Fannie Mae and Freddie Mac, which help finance about two-thirds of new U.S. homes loans, were seized by the government in 2008 as mortgage losses mounted. They have drawn nearly $190 billion from the U.S. Treasury to stay afloat.
DeMarco said the goal was to build a single infrastructure to support the mortgage credit business that could be privatized, merged into the government or function as a utility. The two companies would have to abandon their separate systems.
"We are on a path to replace the outdated proprietary operational systems of Fannie and Freddie," DeMarco told reporters on a conference call ahead of his speech. "It could be turned to some form of a market utility."
Democrats and Republicans on Capitol Hill agree that Fannie Mae and Freddie Mac should eventually be wound down, but have failed to find common ground on what should replace them. DeMarco's plan provides an interim structure for some of their business, but the ultimate decision remains in Congress' hands.
The new company will be structured as a joint venture that is owned by Fannie Mae and Freddie Mac, DeMarco told reporters as he laid out FHFA's plans for 2013.
He said the new venture was not expected to begin securitizing loans this year. Instead, the focus will be on creating the business and hiring staff. The company will have its own chief executive and board.
"It can achieve some economies of scale to hopefully reduce the cost to the taxpayers," said Mark Calabria, director of financial regulation studies at the Cato Institute. DeMarco "is trying merge the two companies, lay the groundwork for something different and ultimately nudge Congress to work on reform."
Fannie Mae and Freddie Mac do not make loans. Instead, they provide financing to banks and lenders by purchasing mortgages, which they either keep on their books or package as securities which they then sell to investors with a guarantee.
The two companies have helped ensure a liquid mortgage market, a role that would fall to the new joint venture.
Shrinking Fannie and Freddie
DeMarco also said Fannie Mae and Freddie Mac would have to shrink their multifamily home loan business by 10 percent.
In addition, they will have to try and complete transactions that do not rely on a full government backstop. FHFA will require the companies to sell at least $30 billion in mortgage-backed securities in 2013 in which the private sector would bear some of the risk of losses.
"What we're looking for is to have some portion of the risk sold off to private owners and that way reduce the exposure of the taxpayer," DeMarco said.

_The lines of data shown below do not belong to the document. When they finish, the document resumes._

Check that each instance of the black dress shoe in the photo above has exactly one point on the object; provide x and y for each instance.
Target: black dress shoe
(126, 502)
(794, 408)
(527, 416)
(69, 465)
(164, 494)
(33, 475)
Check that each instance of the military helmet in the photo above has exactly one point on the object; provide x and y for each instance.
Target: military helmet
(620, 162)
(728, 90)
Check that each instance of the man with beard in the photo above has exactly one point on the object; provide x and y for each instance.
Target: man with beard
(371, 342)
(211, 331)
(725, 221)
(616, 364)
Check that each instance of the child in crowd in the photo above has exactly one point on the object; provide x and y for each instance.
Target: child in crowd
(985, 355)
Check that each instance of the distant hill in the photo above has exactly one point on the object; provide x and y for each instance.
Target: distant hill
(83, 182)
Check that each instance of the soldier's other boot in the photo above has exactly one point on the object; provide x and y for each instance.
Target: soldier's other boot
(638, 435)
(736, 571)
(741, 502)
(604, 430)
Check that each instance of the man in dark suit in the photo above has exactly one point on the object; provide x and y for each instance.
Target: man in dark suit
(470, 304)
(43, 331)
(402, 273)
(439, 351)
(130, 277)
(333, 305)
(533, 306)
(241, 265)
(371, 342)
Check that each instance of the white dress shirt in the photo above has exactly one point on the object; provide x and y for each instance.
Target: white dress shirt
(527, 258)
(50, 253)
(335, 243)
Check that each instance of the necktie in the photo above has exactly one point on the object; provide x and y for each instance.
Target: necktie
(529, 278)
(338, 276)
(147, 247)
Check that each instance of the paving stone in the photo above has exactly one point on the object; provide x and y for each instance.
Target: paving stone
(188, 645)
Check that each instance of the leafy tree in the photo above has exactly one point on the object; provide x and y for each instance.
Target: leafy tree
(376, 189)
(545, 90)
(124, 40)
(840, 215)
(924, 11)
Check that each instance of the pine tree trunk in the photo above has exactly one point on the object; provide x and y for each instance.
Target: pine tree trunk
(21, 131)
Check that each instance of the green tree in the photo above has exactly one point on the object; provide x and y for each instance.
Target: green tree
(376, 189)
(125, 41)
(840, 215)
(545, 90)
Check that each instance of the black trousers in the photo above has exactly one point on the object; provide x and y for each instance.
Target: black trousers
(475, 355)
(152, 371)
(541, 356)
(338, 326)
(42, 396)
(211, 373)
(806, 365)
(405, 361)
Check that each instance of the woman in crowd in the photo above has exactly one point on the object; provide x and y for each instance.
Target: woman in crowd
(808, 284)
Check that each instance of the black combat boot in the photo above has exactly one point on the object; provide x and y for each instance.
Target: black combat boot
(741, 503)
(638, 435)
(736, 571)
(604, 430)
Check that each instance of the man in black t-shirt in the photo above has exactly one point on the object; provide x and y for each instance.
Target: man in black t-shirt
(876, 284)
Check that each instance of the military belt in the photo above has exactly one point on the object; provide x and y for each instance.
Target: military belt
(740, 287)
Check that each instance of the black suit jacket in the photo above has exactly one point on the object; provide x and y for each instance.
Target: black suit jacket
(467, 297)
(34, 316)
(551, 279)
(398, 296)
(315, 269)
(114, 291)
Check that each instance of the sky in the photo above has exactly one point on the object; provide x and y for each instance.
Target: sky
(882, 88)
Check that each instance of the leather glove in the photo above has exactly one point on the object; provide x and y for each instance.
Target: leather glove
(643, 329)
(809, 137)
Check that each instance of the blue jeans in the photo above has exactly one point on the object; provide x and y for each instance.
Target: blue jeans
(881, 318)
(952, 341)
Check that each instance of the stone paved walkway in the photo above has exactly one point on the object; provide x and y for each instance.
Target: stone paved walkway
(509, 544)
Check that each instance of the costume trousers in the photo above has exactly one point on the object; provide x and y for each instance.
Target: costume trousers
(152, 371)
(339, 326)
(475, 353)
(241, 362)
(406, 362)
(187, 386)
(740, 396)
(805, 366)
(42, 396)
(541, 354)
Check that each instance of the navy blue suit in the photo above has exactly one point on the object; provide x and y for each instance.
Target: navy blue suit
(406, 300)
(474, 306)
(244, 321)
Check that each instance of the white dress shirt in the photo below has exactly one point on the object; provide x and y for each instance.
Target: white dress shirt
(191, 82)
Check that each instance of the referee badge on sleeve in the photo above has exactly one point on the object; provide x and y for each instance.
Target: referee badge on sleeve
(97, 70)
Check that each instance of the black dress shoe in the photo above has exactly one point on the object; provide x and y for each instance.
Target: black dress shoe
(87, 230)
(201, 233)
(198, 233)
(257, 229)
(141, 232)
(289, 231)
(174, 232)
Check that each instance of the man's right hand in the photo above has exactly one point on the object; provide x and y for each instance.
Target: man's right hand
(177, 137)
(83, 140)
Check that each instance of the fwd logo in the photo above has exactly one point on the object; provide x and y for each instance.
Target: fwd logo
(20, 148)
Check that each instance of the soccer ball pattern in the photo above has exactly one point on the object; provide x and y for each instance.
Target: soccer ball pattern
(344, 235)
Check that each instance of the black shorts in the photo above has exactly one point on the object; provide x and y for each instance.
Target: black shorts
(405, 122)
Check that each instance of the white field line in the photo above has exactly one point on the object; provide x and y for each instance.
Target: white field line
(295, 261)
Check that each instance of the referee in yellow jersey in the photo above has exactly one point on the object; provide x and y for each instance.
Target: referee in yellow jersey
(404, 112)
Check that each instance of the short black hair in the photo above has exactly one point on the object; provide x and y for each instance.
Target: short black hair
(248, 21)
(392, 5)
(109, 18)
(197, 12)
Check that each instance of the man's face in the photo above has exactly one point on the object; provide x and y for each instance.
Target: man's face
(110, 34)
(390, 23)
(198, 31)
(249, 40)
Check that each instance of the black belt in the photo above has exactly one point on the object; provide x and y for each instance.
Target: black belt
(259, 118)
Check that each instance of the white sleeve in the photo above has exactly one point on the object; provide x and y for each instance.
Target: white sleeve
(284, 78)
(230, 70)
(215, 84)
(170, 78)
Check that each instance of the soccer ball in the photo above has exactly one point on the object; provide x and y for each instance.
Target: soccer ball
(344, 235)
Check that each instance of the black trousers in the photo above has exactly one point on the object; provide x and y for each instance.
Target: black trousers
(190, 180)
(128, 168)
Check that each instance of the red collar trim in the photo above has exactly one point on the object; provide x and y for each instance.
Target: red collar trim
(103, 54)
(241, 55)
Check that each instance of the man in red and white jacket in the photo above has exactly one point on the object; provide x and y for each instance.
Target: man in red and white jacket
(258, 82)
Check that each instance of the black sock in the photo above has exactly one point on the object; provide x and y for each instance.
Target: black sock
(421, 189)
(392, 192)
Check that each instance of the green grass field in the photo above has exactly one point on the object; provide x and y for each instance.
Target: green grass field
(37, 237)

The companies will also be required to reduce the less liquid portion of their mortgage portfolios by 5 percent next year on top of an existing mandate that requires them to shrink their overall portfolios by 15 percent each year.
Fannie Mae and Freddie Mac suffered years of losses after the U.S. housing bubble burst, but have returned to profitability thanks to an improving housing market and success in reducing their portfolios of poorly performing loans.
Even though the loans they have backed recently are performing well, DeMarco noted that the market was still "reliant on federal support, with very little private capital standing in front of the federal government's risk exposure."